American restaurateur

Théonie Rivière Mignot (Philadelphia, 2 October 1819 – 13 December 1875, Greenwich, Fairfield, Connecticut), was an American businesswoman. From 1850 to 1861, she managed the famous restaurant The Mount Vernon in Charleston, South Carolina, known for the initiative of being the first public place in Charleston which explicitly catered to female customers.

==Life==
Théonie Rivière Mignot was the daughter of Constance Alexandrine Angot (1790–1837) and the French baron Jean-Pierre Rivière (1770–1849), a refugee from the Haitian Revolution who established himself as merchant of luxury items in Charleston, South Carolina. She was educated in Paris. In 1834, she married Rémy Mignot (1801–1848), who founded the first French restaurant in Charleston, Coffee House vid 129 East Bay Street in 1837.

She actively participated in and helped run her husband's new store and café at 160 King Street when it first opened in 1842. The café became famous for its high quality and pastries. It served ice cream in the summer, which was an innovation at the time. In 1848, Théonie Rivière Mignot was widowed and took over the business formally and in her own name. She was one of the most successful businesswomen in Charleston alongside her rival Eliza Seymour Lee.

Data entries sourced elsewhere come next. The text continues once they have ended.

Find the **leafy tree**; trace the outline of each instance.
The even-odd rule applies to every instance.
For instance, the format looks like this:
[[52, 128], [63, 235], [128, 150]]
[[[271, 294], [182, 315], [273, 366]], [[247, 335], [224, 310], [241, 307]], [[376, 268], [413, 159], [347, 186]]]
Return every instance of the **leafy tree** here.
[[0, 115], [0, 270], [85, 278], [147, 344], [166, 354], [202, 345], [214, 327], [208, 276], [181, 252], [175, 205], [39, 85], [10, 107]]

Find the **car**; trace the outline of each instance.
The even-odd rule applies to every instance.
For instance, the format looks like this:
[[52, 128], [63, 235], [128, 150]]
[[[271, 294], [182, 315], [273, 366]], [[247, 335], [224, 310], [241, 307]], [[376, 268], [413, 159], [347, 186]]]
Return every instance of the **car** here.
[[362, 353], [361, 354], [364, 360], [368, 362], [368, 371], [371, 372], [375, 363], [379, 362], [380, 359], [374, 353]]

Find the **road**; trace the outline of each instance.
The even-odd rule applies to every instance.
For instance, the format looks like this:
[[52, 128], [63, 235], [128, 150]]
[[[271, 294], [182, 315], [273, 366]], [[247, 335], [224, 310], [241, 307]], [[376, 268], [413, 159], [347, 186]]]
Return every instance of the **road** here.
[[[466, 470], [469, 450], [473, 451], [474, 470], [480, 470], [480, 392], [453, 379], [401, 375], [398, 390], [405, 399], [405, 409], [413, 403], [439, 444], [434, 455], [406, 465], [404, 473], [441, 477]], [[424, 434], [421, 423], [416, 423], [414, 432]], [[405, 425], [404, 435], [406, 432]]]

In 1850, she married the pastry chef Adolphus John Rutjes. They opened the famous restaurant The Mount Vernon, which became the perhaps most successful restaurant in Charleston. The restaurant included its own garden, where ice cream was served during the summer. During this time period, most public establishments was regarded to be foremost made for men, and The Mount Vernon was unusual as it specifically welcomed female customers.
The Mount Vernon was destroyed during the fire of 1861. The Rutjes couple left Charleston for Columbia and then to Raleigh, where they kept an inn.